Di recente Niram Ferretti ci ha ricordato una cosa che sappiamo, ma che spesso dimentichiamo: la continuità nell’aggiornamento di un tremendo antisemitismo.
“Da perfido ebreo a perfido sionista, da ebrei assassini di bambini cristiani a ebrei assassini di bambini palestinesi, da ebrei avvelenatori di pozzi ad ebrei genocidi, da ebrei usurai ad ebrei ladri di terra altrui, ecc. (…) Dalla Germania libera dal veleno giudaico e quindi poi libero il mondo, si è giunti alla Palestina libera dal fiume al mare”.

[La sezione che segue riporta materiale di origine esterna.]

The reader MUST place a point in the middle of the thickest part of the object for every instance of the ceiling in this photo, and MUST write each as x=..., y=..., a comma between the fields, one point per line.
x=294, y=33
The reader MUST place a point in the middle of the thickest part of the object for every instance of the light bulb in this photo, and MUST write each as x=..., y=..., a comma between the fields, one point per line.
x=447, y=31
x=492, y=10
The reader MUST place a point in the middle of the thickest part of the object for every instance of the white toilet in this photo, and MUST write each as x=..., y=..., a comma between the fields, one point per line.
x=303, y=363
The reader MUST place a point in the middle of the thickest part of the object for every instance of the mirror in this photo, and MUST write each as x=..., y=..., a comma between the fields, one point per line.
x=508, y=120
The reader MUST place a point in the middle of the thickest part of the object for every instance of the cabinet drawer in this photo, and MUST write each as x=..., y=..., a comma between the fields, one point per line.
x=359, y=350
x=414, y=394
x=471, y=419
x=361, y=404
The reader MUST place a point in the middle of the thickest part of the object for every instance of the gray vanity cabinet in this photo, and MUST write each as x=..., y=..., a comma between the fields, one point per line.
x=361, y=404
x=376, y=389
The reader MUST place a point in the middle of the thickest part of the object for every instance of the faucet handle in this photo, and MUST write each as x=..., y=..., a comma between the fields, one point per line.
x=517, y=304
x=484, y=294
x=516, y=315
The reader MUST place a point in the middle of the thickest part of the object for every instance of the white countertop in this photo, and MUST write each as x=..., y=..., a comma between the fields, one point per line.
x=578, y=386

Di tutti i morti tra gli abitanti arabi di Gaza il responsabile politico, militare, morale è in tutto e per tutto Hamas con il padrone iraniano, con la loro disumana cultura della morte e della schiavitù, che non ha nessuno scrupolo nel mandarli a morire, anzi invoca la gloria e il dovere del martirio. Israele, in una terribile situazione a Gaza, continua a compiere azioni selettive e mirate precedute da evacuazioni annunciate della popolazione. Ve la immaginate Hamas che prima del 7 ottobre chiede l’evacuazione degli ebrei? Eppure questo dato così semplice ed elementare continua a non interrogare la coscienza di chi si crede persona civile.

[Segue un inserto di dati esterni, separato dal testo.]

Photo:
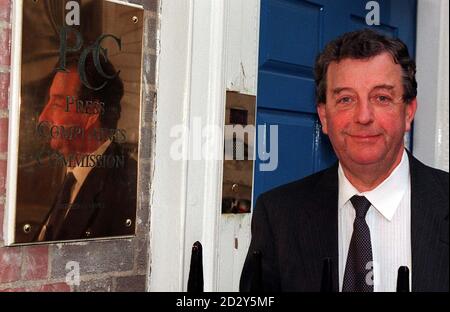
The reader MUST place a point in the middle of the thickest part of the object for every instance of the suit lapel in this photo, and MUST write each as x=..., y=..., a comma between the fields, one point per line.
x=86, y=203
x=324, y=216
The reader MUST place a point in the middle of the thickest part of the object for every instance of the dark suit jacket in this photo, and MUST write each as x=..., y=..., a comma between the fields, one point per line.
x=105, y=204
x=295, y=227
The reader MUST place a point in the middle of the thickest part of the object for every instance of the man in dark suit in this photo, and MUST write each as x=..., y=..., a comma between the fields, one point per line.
x=378, y=208
x=98, y=195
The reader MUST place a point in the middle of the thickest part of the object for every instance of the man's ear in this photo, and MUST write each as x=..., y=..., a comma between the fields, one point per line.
x=321, y=110
x=410, y=112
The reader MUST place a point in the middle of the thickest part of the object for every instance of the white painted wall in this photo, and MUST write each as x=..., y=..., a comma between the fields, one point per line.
x=242, y=45
x=186, y=193
x=206, y=47
x=431, y=130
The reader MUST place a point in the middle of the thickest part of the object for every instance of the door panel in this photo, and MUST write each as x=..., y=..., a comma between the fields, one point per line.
x=292, y=32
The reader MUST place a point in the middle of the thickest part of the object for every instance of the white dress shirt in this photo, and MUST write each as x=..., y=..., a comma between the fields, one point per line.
x=81, y=173
x=389, y=221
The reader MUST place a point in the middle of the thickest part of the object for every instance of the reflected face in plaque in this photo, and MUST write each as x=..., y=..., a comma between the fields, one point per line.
x=67, y=127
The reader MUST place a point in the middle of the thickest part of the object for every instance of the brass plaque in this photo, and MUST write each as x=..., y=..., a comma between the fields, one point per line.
x=79, y=120
x=238, y=153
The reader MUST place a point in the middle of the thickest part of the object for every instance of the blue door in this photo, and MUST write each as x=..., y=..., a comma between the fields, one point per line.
x=292, y=33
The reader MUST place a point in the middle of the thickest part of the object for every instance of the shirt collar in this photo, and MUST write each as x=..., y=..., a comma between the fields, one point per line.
x=81, y=173
x=385, y=197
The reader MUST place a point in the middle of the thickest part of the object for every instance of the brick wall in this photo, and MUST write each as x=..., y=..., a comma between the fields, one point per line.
x=111, y=265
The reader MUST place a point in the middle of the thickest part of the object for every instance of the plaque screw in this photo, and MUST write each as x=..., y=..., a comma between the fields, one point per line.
x=27, y=228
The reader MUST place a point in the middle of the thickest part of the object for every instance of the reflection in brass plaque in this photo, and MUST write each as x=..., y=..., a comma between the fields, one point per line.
x=79, y=120
x=238, y=154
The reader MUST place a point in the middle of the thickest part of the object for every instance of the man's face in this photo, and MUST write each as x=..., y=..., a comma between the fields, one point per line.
x=60, y=116
x=365, y=116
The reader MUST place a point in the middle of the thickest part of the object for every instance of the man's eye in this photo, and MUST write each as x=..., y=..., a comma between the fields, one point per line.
x=383, y=99
x=345, y=100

Bisogna fare quanto è necessario per salvare la vita ebraica e la causa universale della libertà e della democrazia, senza preoccuparsi di farsi accettare da un mondo sordo e ostile, senza persistere nella illusione che le concessioni possano ammorbidire spietati, abominevoli genocidi. L’esperienza e l’orientamento valoriale ci hanno insegnato che i pacifisti sono i primi a essere massacrati, e che la difesa dal terrore deve raggiungere la sua sconfitta e solo così si può aprire la strada della pace.
La bettola razzista a Napoli
Orribile e grottesca la vicenda della Trattoria a Santa Chiara a Napoli, dove una titolare fanatica antisemita caccia una civilissima coppia di turisti ebrei israeliani. Una militante in servizio permanente di odio razzista antiebraico che pretende di instaurare la pratica del negozio ariano vietato agli ebrei. Poi, una piazza antisemita invoca la barbara sistematicità di questa prassi di odio nazista.

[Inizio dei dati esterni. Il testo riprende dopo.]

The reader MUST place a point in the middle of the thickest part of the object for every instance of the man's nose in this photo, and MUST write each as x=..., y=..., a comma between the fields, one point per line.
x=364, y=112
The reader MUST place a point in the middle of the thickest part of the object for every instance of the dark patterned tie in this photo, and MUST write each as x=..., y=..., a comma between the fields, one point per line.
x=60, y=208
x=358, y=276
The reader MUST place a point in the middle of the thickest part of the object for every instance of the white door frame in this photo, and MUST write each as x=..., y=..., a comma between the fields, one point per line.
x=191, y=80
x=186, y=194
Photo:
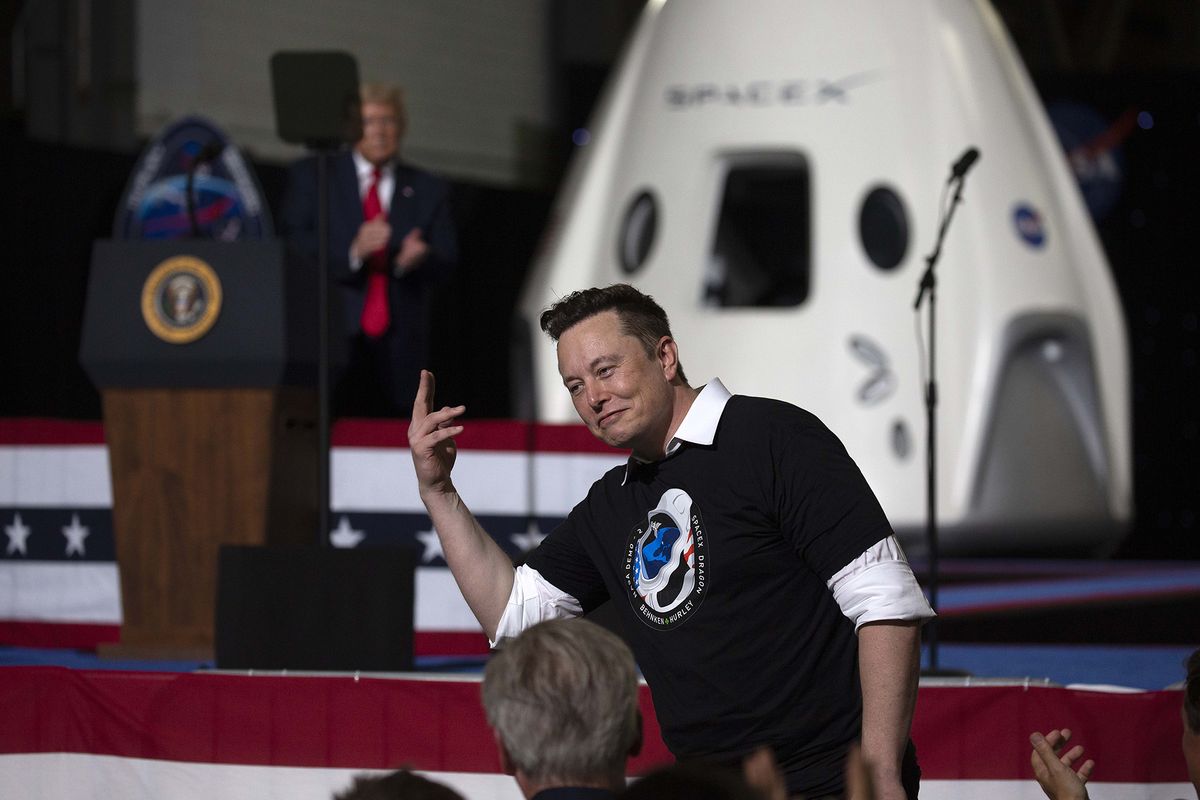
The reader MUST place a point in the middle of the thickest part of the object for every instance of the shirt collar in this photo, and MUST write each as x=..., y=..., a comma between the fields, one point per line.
x=699, y=426
x=365, y=169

Si invoca la consueta demonizzazione de-umanizzazione di Netanyahu, quando invece la gentile signora israeliana espulsa fa liberamente parte di un partito della sinistra israeliana che esercita una legittima critica del primo ministro. Ma l’estremismo dei sostenitori del nazislamismo ignora ogni limite.
Un grigio e vile Sindaco di Napoli che, dopo aver espresso una fredda e formale solidarietà alla coppia israeliana espulsa, passa poi al sostegno ufficiale all’attivista antisemita della bettola, in continuità con le gesta del famigerato talebano antisemita “sindaco di strada” De Magistris, che ovviamente si era posto in prima fila nell’antisemitismo militante e permanente.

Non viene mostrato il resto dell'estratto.